Je souhaite maintenant aborder la situation des hommes et des femmes vis-à-vis de la prison, de la récidive et de l'incarcération. En effet, la prison compte 97,5 % d'hommes et 2,5 % de femmes, et le taux de récidive est quasiment nul chez les femmes. Une telle différence, à l'heure où nous parlons d'égalité entre les sexes, ne peut que nous interpeller.

Je ne peux pas admettre de voir des femmes enceintes en prison. Chacun sait, en effet, que l'incarcération d'une femme enceinte a des conséquences sur l'enfant qu'elle porte. Comment peut-on défendre la condamnation d'enfants à naître, entre trois et neuf mois après leur conception ? C'est insupportable ! L'humanisme devrait nous conduire à interdire l'incarcération d'une femme enceinte.

Je demande à tous mes collègues de visiter des prisons pour femmes – je sais qu'il existe des parlementaires très sensibles à ces questions, quel que soit leur engagement politique. À la prison de Rennes, où je m'étais rendu avec Jacques Floch et Catherine Tasca, j'ai visité les couloirs où sont installées les mamans et leurs enfants jusqu'au moment où ces derniers leur seront retirés. Celui qui n'a pas vu cela – ces malheureuses mamans enfermées et leurs gamins qui piaillent – ne peut pas comprendre à quel point il s'agit d'une infamie. Les études démontrent en effet que l'enfant prend très rapidement conscience de son incarcération.

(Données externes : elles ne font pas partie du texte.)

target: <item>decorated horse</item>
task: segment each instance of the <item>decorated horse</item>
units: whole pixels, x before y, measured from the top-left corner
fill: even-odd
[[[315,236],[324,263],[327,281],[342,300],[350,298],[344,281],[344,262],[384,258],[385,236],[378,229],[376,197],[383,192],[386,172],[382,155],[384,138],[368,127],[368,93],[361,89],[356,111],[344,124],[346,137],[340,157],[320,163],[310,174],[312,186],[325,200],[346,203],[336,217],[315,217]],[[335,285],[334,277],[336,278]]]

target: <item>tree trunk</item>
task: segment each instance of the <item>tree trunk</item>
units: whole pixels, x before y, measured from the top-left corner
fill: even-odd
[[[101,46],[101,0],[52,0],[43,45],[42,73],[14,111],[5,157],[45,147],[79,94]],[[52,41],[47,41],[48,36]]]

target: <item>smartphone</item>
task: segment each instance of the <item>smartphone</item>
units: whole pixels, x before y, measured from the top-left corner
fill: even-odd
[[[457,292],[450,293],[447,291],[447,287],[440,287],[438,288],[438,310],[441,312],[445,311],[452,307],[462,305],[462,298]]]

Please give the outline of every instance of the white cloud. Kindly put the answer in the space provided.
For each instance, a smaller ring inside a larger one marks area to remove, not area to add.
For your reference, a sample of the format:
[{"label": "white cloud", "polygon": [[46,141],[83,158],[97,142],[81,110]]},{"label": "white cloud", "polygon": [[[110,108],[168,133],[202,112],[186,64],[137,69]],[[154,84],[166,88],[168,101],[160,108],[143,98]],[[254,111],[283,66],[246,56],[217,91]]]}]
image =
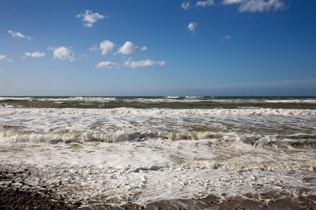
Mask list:
[{"label": "white cloud", "polygon": [[87,27],[92,27],[92,24],[99,19],[107,18],[107,16],[104,16],[97,13],[92,13],[89,10],[86,10],[84,13],[76,15],[76,17],[78,18],[81,18],[81,20],[84,23],[83,25]]},{"label": "white cloud", "polygon": [[0,61],[2,61],[2,60],[7,60],[7,61],[9,62],[12,62],[12,60],[11,60],[11,59],[9,59],[7,57],[7,56],[6,56],[6,55],[0,55]]},{"label": "white cloud", "polygon": [[132,57],[130,57],[128,60],[124,61],[124,65],[126,66],[131,67],[132,68],[136,68],[137,67],[143,66],[153,66],[155,65],[160,65],[161,66],[165,65],[166,62],[163,61],[155,61],[150,59],[145,60],[139,60],[138,61],[132,61]]},{"label": "white cloud", "polygon": [[282,0],[224,0],[222,4],[225,5],[239,4],[238,11],[241,13],[276,11],[288,8]]},{"label": "white cloud", "polygon": [[8,31],[8,33],[12,36],[13,38],[16,38],[18,39],[20,39],[20,38],[22,38],[24,39],[28,39],[29,40],[31,40],[32,38],[30,36],[25,36],[20,32],[16,32],[15,31]]},{"label": "white cloud", "polygon": [[105,40],[100,43],[100,49],[102,51],[102,54],[105,55],[113,50],[115,44],[109,40]]},{"label": "white cloud", "polygon": [[95,65],[95,68],[106,67],[108,68],[112,68],[113,67],[117,67],[118,64],[111,61],[100,62],[97,65]]},{"label": "white cloud", "polygon": [[61,60],[69,60],[70,62],[73,61],[75,59],[74,54],[71,52],[71,50],[63,46],[60,46],[54,49],[53,53],[54,59],[60,59]]},{"label": "white cloud", "polygon": [[222,41],[226,41],[226,40],[229,40],[231,39],[232,38],[232,37],[230,36],[230,35],[226,35],[222,37],[222,39],[221,39],[222,40]]},{"label": "white cloud", "polygon": [[89,50],[92,51],[93,52],[97,50],[97,45],[96,44],[93,44],[92,46],[90,47],[90,48],[89,48]]},{"label": "white cloud", "polygon": [[191,23],[190,23],[189,24],[189,25],[188,25],[188,30],[190,31],[191,31],[192,33],[194,33],[194,32],[195,32],[195,29],[196,29],[196,27],[197,27],[197,24],[195,23],[194,23],[194,22],[191,22]]},{"label": "white cloud", "polygon": [[212,6],[212,5],[214,5],[214,0],[206,0],[204,1],[198,1],[196,2],[196,5],[198,7],[208,7]]},{"label": "white cloud", "polygon": [[187,10],[190,7],[190,2],[188,1],[185,1],[181,4],[180,7],[184,10]]},{"label": "white cloud", "polygon": [[223,5],[232,5],[233,4],[241,3],[244,0],[224,0],[222,4]]},{"label": "white cloud", "polygon": [[53,50],[55,49],[55,47],[52,47],[52,46],[48,46],[47,47],[47,50]]},{"label": "white cloud", "polygon": [[33,57],[41,57],[45,56],[45,52],[26,52],[24,53],[26,56]]},{"label": "white cloud", "polygon": [[116,55],[118,53],[123,54],[123,55],[131,54],[138,50],[146,50],[146,49],[147,47],[145,46],[140,47],[138,46],[135,46],[133,42],[127,41],[124,45],[119,48],[114,54]]}]

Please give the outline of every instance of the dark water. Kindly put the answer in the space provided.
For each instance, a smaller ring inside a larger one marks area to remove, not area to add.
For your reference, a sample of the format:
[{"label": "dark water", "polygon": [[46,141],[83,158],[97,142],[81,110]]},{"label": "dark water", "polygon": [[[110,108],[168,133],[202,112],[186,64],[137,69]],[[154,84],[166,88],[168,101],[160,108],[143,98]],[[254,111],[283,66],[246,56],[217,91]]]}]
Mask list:
[{"label": "dark water", "polygon": [[2,97],[0,106],[19,108],[120,107],[170,109],[316,109],[316,97]]}]

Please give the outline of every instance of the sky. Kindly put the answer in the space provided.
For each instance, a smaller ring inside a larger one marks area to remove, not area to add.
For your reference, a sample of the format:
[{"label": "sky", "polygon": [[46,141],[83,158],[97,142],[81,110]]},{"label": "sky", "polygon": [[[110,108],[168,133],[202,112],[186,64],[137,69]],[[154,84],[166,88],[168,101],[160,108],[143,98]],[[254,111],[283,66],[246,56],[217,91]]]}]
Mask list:
[{"label": "sky", "polygon": [[0,0],[0,96],[316,96],[314,0]]}]

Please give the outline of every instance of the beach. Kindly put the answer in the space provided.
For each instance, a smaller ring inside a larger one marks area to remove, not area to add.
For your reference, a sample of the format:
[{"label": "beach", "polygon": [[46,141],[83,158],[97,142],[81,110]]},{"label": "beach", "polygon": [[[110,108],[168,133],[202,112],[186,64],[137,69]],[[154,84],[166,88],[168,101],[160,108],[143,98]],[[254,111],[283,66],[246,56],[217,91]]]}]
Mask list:
[{"label": "beach", "polygon": [[315,121],[314,97],[0,97],[0,206],[315,209]]}]

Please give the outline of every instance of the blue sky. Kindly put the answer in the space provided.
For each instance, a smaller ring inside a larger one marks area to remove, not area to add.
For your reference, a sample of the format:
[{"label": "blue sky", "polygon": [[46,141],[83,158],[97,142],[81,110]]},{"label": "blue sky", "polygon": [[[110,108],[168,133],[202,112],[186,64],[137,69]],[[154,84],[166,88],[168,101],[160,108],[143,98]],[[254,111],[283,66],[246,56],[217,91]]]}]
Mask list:
[{"label": "blue sky", "polygon": [[313,0],[0,0],[0,95],[315,96]]}]

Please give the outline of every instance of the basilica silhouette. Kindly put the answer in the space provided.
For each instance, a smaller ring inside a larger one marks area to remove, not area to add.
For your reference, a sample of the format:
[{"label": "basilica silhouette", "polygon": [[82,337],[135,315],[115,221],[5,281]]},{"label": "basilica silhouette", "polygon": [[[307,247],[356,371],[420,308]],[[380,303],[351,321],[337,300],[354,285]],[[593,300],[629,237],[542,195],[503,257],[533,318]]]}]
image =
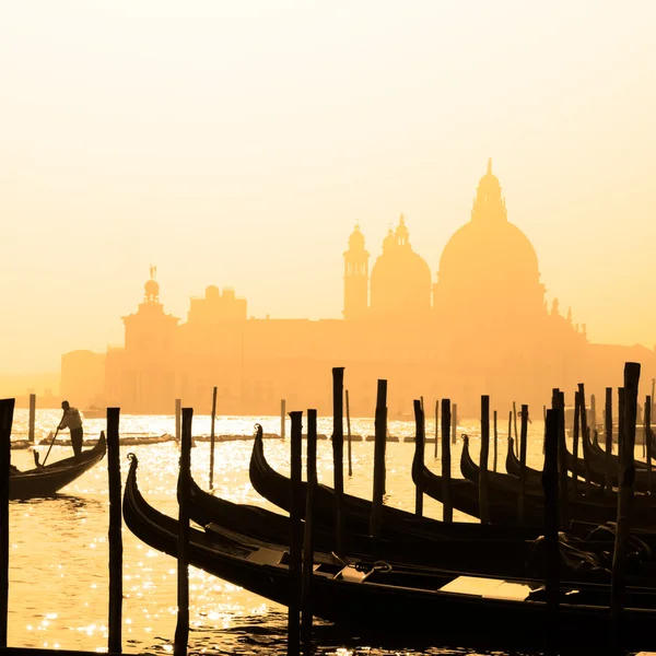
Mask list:
[{"label": "basilica silhouette", "polygon": [[282,398],[288,409],[328,413],[330,370],[344,366],[354,415],[373,415],[376,379],[386,378],[390,418],[420,396],[476,417],[482,394],[493,408],[529,403],[541,417],[553,387],[573,397],[583,382],[602,399],[605,387],[622,385],[625,361],[641,362],[648,382],[653,350],[590,343],[571,309],[563,316],[558,300],[548,307],[536,250],[508,221],[501,191],[490,161],[434,281],[402,215],[371,273],[356,224],[343,254],[342,319],[247,318],[244,298],[210,285],[180,324],[165,313],[151,267],[142,303],[122,317],[125,345],[65,354],[61,393],[126,412],[171,413],[175,398],[207,412],[216,386],[222,414],[276,414]]}]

Nos collègues italiens ayant beaucoup travaillé sur cette question, je me suis battu, en 1998 et en 2000, pour demander que la loi française s'inspire de la leur. À l'époque, la garde des Sceaux, Mme Guigou, ne m'a guère entendu. Il faut donc s'emparer à nouveau du sujet. Est-il acceptable dans notre société que la mère d'un enfant de moins de dix-huit mois soit incarcérée avec ce dernier ? N'existe-t-il pas, pour elle comme pour la femme enceinte, une autre solution, comme l'assignation à domicile, le bracelet électronique, le placement sous contrainte dans d'autres lieux ? J'en appelle à vos qualités de coeur, madame la ministre, ainsi qu'à celles du président et du rapporteur, afin de trouver une solution à ce problème, d'autant qu'il ne concerne qu'environ 50 personnes.